Les bijoux étaient communs aux deux sexes : colliers, breloques, pendentifs, bracelets, bagues, anneaux de bras et de jambes ; mais les femmes surtout s'en paraient.

Les bijoux conservés de l'époque romaine témoignent du goût de la parure chez ce peuple, surtout chez les femmes. Celles-ci se parent de magnifiques colliers - dont certains dessinent de larges pectoraux ornés de pierres précieuses - de pendentifs, de diadèmes en or travaillé, d'anneaux aux bras ou aux chevilles, de bracelets, de bagues et de pendants d'oreilles. Sous l'Empire, la bague se généralise pour les hommes et pour les femmes. L'or connaît une vogue grandissante.

Le luxe des bijoux se multiplie chez les hautes personnalités romaines au fur et à mesure des contacts commerciaux avec les pays étrangers. Les techniques et les modes orientales pénètrent le monde romain : filigrane et granulation, abondance de motifs et de pierreries. Les perles et les pierres précieuses sont particulièrement appréciées. Sous le Bas-Empire, les bijoux deviennent de plus en plus volumineux et se chargent de lourdes pendeloques.

On peut inclure dans la parure - surtout féminine - certaines ceintures dont les bandes étaient incrustées d'or ou d'argent, d'autres exceptionnellement faites en cristal ou en ivoire ; on en a trouvé décorées par les procédés les plus divers : émaillage, damasquinage, placage. Le cingulum, porté aussi bien par les hommes que par les femmes, servait surtout à raccourcir le peplos ou la tunique.

Ce luxe des bijoux correspond aux périodes de conquêtes et d'expansion commerciale, pendant les deux derniers siècles avant notre ère et les deux suivants. Si Rome était alors devenue un centre important de fabrication, Antioche et Alexandrie rivalisaient avec elle dans l'exécution des parures à la mode, de goût oriental ; leurs artisans introduisirent peu à peu non seulement leurs techniques (filigrane, granulation) mais aussi leurs motifs de décoration et la surcharge éclatante des pierres précieuses.

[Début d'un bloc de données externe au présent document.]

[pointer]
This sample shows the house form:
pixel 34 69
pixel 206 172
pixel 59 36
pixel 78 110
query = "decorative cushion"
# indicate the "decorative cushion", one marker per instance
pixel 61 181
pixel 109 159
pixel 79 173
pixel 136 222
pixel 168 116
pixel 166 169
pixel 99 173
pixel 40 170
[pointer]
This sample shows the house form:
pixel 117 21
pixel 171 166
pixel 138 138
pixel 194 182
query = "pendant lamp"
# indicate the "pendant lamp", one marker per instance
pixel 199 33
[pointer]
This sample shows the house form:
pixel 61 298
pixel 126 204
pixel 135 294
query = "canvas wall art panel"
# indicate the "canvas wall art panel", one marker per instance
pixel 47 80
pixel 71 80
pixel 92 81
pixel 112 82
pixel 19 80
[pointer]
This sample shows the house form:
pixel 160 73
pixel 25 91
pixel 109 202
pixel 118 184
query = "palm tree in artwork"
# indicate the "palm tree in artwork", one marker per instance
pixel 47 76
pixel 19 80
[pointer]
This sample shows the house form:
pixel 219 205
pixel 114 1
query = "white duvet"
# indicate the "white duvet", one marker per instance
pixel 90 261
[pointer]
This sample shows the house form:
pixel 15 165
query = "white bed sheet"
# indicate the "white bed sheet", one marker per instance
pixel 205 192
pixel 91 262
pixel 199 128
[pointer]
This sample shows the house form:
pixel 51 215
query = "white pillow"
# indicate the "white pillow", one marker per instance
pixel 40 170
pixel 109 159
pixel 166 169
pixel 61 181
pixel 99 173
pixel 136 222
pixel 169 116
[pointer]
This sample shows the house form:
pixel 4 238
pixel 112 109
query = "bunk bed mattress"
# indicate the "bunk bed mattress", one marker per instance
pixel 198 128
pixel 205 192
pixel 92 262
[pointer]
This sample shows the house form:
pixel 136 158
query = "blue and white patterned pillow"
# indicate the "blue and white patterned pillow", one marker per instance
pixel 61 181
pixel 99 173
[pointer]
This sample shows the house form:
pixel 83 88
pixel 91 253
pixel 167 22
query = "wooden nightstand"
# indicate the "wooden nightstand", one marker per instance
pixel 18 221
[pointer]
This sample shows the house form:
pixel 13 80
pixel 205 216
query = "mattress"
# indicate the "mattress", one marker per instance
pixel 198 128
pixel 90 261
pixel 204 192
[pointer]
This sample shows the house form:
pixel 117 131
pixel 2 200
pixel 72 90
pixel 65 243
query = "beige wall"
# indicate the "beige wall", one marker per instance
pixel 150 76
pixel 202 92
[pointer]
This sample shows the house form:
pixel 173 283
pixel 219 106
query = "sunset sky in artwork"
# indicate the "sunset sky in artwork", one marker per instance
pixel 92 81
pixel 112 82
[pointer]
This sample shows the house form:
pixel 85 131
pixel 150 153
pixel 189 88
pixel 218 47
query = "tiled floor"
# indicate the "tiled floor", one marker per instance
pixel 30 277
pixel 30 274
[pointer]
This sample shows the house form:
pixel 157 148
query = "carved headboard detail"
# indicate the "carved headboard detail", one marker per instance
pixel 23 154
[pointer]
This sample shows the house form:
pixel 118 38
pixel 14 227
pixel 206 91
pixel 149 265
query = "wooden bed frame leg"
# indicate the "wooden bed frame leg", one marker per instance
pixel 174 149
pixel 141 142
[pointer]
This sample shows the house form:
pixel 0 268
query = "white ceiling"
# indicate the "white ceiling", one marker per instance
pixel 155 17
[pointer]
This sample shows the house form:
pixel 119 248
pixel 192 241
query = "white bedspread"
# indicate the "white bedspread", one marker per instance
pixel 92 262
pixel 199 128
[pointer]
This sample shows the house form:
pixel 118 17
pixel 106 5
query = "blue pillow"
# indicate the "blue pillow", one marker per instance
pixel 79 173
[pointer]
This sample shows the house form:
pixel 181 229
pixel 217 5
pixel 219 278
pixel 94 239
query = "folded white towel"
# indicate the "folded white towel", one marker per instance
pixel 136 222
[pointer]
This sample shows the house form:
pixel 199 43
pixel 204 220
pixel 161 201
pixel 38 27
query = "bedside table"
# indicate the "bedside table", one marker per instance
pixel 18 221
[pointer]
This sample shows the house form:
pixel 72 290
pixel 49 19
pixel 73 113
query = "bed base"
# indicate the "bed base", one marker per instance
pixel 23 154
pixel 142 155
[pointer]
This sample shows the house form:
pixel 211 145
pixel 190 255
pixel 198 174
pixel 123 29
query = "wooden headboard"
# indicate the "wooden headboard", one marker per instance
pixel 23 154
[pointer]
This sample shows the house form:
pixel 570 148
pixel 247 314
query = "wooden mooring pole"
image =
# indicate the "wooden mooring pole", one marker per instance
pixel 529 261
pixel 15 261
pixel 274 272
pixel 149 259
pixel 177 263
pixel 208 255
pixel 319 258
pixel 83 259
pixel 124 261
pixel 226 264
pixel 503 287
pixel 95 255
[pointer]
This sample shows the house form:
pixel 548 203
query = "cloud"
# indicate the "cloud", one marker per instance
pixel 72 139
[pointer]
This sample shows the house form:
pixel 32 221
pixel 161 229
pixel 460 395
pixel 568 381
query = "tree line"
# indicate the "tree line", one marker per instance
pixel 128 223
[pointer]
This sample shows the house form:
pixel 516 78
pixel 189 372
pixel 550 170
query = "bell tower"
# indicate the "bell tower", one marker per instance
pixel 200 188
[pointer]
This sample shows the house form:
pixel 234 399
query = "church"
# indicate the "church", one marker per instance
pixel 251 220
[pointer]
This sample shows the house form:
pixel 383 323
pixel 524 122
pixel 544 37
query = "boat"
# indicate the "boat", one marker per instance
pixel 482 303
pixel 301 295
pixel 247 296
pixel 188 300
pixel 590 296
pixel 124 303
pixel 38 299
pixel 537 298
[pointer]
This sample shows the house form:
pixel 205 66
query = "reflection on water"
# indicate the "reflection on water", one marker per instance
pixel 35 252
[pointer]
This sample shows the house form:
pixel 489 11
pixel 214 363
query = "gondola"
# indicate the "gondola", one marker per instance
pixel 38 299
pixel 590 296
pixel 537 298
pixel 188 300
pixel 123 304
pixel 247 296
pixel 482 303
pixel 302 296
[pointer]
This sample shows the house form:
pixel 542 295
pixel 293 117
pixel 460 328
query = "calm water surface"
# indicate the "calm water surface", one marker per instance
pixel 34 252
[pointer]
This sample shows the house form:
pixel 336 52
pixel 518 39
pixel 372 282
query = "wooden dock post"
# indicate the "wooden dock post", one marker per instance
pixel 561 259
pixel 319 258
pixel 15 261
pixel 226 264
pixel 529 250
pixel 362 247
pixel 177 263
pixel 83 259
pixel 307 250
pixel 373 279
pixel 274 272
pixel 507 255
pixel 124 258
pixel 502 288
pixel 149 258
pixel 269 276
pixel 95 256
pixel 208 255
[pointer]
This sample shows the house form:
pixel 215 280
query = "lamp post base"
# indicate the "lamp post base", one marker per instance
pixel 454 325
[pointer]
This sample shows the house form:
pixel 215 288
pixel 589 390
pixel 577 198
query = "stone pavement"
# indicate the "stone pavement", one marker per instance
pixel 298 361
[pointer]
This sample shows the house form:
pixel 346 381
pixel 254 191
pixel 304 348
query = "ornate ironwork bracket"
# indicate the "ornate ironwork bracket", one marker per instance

Au régime impérial qui octroyait l'anneau d'or comme une marque de distinction revient la diffusion de la bague-bijou, dont hommes et femmes se parèrent avec excès.
Ces tendances de faste s'accentuèrent aux IIIe et IVe siècle avec prédominance des modes syriennes représentées par de gros bijoux pesants : aux colliers faits de cylindres massifs et aux boucles d'oreilles (crotalia) de trois ou quatre perles critiquées par Ovide, s'accrochent de lourdes pendeloques tandis que les bracelets se développent en enroulements multiples.